In fact, 18 months ago the sun emitted what researchers called a “Carrington Class” solar flare. It just slightly missed earth, but had the sunspot been earth facing at the time it could have been the Kill Shot that took the majority of the planet back to the stone age.

‘The world escaped an EMP catastrophe,’ Henry Cooper, who now heads High Frontier, a group pushing for missile defence, told Washington Secrets.

‘There had been a near miss about two weeks ago, a Carrington-class coronal mass ejection crossed the orbit of the Earth and basically just missed us,’ added Peter Vincent Pry, who served on the Congressional EMP Threat Commission.

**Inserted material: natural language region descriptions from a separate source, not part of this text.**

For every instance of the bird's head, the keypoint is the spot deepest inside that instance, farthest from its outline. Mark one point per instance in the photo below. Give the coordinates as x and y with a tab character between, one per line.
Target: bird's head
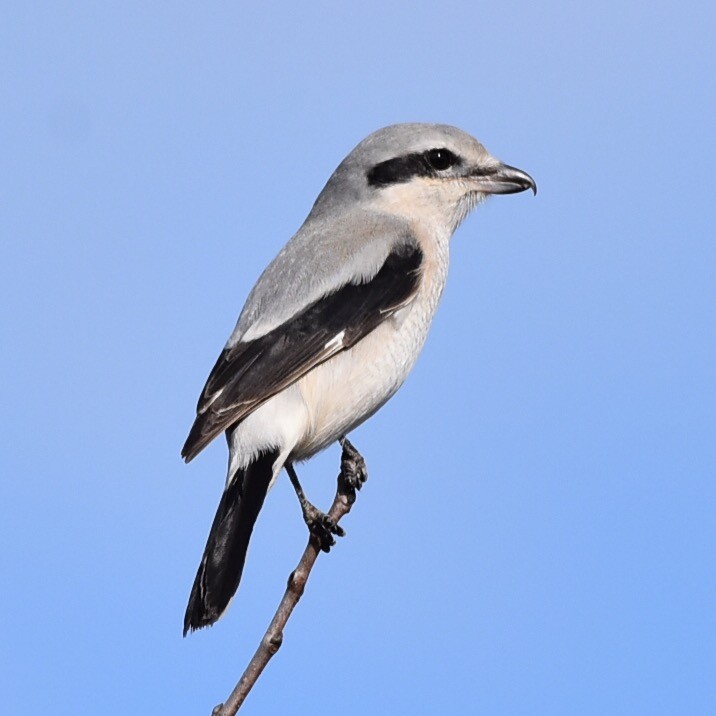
425	172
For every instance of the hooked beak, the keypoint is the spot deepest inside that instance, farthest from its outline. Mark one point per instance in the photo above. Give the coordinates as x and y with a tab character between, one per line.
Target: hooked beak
502	179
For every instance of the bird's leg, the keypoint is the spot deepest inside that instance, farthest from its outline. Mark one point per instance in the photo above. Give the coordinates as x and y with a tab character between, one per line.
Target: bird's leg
319	524
353	469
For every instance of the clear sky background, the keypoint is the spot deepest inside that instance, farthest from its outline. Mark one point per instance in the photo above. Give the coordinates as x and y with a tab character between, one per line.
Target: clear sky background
538	532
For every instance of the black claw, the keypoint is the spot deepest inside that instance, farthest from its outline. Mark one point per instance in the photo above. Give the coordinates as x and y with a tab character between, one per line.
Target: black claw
353	469
322	527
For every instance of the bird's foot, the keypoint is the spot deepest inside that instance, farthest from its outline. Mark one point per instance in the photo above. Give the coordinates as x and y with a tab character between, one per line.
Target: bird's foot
353	470
321	526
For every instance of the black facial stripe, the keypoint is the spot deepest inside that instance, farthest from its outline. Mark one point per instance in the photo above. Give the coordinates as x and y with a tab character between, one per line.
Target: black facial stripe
403	169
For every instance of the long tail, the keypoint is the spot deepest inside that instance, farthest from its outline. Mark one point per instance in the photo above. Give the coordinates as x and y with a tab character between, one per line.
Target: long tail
219	573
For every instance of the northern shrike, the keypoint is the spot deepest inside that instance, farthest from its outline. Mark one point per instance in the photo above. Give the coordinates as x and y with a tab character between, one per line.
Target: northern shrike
333	326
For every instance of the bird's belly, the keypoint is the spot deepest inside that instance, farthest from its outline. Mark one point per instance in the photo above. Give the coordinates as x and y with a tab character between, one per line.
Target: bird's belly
347	389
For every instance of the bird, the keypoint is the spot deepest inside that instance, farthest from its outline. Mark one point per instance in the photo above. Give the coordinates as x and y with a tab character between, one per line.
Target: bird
332	328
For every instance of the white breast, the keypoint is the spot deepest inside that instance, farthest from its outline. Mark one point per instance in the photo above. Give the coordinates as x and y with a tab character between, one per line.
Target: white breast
346	390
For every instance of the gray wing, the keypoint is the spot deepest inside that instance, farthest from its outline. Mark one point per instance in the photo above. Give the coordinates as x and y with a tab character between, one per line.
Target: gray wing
250	372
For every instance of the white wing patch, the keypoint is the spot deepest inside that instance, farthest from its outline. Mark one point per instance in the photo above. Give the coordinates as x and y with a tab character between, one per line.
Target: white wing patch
335	342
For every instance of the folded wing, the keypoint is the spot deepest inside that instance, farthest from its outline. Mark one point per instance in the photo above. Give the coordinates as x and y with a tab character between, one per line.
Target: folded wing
249	373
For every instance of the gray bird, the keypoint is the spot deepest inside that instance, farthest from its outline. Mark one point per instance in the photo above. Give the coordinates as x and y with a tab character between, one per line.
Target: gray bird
333	327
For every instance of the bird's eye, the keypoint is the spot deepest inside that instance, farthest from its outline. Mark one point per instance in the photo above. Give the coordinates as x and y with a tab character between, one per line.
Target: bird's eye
441	159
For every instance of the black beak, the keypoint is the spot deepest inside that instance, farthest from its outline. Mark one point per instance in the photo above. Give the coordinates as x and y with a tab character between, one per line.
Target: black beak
503	179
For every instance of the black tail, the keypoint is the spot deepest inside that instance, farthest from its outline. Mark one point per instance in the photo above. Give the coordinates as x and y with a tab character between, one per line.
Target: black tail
221	566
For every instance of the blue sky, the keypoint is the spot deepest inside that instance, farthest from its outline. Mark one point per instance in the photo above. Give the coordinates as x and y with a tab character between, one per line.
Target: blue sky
537	534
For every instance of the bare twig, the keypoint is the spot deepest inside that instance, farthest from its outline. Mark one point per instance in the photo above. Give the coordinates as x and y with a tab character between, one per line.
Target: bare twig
351	477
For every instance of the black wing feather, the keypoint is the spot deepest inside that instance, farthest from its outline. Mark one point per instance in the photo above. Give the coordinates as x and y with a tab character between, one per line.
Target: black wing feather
248	374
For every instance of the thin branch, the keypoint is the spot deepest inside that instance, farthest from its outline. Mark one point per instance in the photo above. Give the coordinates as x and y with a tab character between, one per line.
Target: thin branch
352	476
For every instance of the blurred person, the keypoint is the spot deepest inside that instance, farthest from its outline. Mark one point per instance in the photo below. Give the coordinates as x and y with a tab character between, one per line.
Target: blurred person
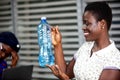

Major Ed Dames, who has long proposed that a massive solar event known as the Kill Shot will eventually hit earth, says that when it happens, expect widespread global outages. Unlike what we experience with lower classification X-flares, however a Kill Shot will be a long-term event:

Yeah, if any particular grid goes, they’re not all going to go down at once and some will never go down. The ones that are stretched out over long wide spaces, they will. They will under the right circumstances and the right circumstances are happening real soon, watch the solar flares from (sunspot) 2192 as a harbinger of what’s coming real fast.

When the grids go down, we’re looking at easily no less than 6 months, but probably 2 years. A lot can happen in terms of Mad Max scenarios.

(Full Interview and Transcript From Holly Deyo)
(Also see: Kill Shot, the documentary)

It’s a sentiment that has been expressed by many, including members of Congress, who say that that the threat of a massive solar flare is a clear and present danger to the United States and the world.